April 9, 2004 -- When Dana Gonzalez lies down to sleep each night, she can't help but notice the restless ghosts all around her.
"I go to bed at night and I say 'Who are you and why isn't anyone looking for you?' I feel like these families deserve closure," said Gonzalez, a 35-year-old accounts receivable clerk from New Jersey.
Gonzalez is part of a 200-member Internet group known as The Doe Network: International Center for Unidentified and Missing Persons. The group operates a database that has grown to include more 1,000 unidentified people on its Web site, Doenetwork.org.
The site, which boasts roughly 400,000 visitors since it was founded in 1999, is part of the group's effort to match the faces of missing loved ones with bodies of unidentified corpses.
Members of the network volunteer to dig into unexplained disappearances — better known as cold cases — which have received little public attention in recent years.
The Doe Network says there are more than 5,400 of these "official" unidentified disappearances, with some cases as much as 20 and 30 years old.
Generally, Doe Network members are regular people, with no history in law enforcement. They're happy to comb through records and don't mind wading through grisly details such as dental records while in pursuit of the truth. The members try to draw connections between missing persons cases and bodies that have been found, but remain unidentified.
"One case that really has us all — several of us that are almost obsessed with this case — is a case of a young girl who was probably 13,14,15 years old," said Gonzalez. "She had no ID characteristics, no tattoos or scars, but she had deep tan lines, very young," Gonzalez said. "That probably is the one case that has us all up at night."
Looking for Lost Relatives
Guests to the Web site post links to information about their lost relatives. Users can also search a database that has details on unidentified bodies and missing people. For the unidentified bodies, three forensic artists use post-mortem photos to create computer-aged photos or three-dimensional busts to help spark recognition.
Network members also pull additional information from police agency Web sites, old newspaper files, interviews with family members, detectives, medical examiners and missing person's reports to try to connect the dots.

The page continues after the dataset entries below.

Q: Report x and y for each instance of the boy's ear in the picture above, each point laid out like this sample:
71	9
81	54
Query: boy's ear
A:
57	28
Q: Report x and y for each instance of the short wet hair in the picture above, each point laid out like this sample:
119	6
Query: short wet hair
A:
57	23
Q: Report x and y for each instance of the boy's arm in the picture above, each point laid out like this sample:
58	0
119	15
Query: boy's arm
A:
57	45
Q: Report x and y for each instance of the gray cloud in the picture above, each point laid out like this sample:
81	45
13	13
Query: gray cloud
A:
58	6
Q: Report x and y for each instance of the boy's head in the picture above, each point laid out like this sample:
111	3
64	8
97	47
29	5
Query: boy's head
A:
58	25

The Doe Network has helped crack 18 cases and most recently, with the help of a Doe member, authorities solved a 1988 missing person's case in Las Vegas, where an unidentified John Doe was identified as John David Clough, a man reported missing from Torrance, Calif., 16 years ago.

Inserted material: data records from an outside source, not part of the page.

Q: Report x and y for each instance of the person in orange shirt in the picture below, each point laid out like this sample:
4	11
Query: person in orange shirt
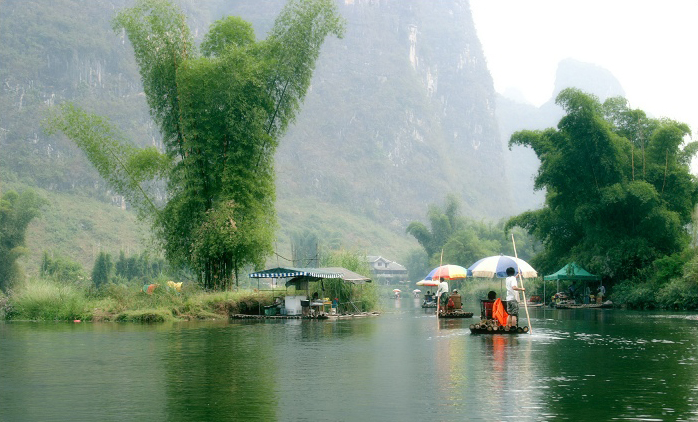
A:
513	290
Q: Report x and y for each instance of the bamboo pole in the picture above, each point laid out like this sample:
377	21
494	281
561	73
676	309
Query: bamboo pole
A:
438	297
528	319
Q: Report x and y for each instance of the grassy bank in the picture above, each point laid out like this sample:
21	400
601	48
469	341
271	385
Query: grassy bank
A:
48	300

"This particular group that we're talking about, they have been able to help us on this one case, and we're hoping they'll be able to help us on more," said Clark County coroner Mike Murphy in Las Vegas.
"This one took a few weeks," Gonzalez said. "It was a quick solve which we don't get too often, with ID by records and fingerprints — a perfect match."
Connecting the Dots
Bobby Lingoes, a police dispatcher for the Quincy, Mass., Police Department, serves as the law enforcement liaison for the network. Lingoes said that when the group comes to a consensus on a match between a missing person and a previously unidentified body, they will contact the local police with a tip.
"It happens when all the parameters fit," he said. "The date the body was found coupled with the date when the person went missing. Scars mark, tattoos, geographical things like how close the body was to where the person went missing."
Todd Matthews, a 31-year old quality control auditor, serves as the Doe Network's media director. Matthews spends most of his free time focusing on a case in his home state of Tennessee.
Matthews said his first interest in identifying John and Jane Does began in 1987, when his father-in-law told him about his discovery of a woman who had been only known as "Tent Girl." She was discovered in a Kentucky field on May 17, 1968.
Matthews' interest in the case never died, and when he came across the words "Lexington, 1967, missing" during an Internet search in 1998, it led him to the description of a young girl named Barbara, last seen in the Lexington, Ky., area decades earlier.
The dead girl's sister had posted the message Matthews discovered and DNA tests in April of 1998 confirmed that "Tent Girl" was her 10-year-old missing sister, Barbara Ann Hackman-Taylor.
Matthews says his main goal today is to get the word out about the John and Jane Does they're searching for.
"The way we go from here is we keep publicizing," Matthews said. "We submit to law enforcement, try to raise awareness. That cross-pollinates. Communications is more important in a cold case like this. The media is often more important than law enforcement."
While identifying Jane and John Does can be satisfying on many levels, members of the Doe Network say the experience can also be bittersweet
"You're excited and you're happy that you've gotten to solve that case and you got closure for people," Gonzalez said. "And you're sad for their families that, you know, how every little the hope that they've lived with for all those years, that that person was still alive is now gone."
Gonzalez said she and the other members spend hours obsessing over the missing person cases of strangers may be unusual to some, but they say it is for a good cause.
"Somewhere there is a family, or friends, or somebody who is looking for this person and would really like to know what's happened to them," Gonzalez said.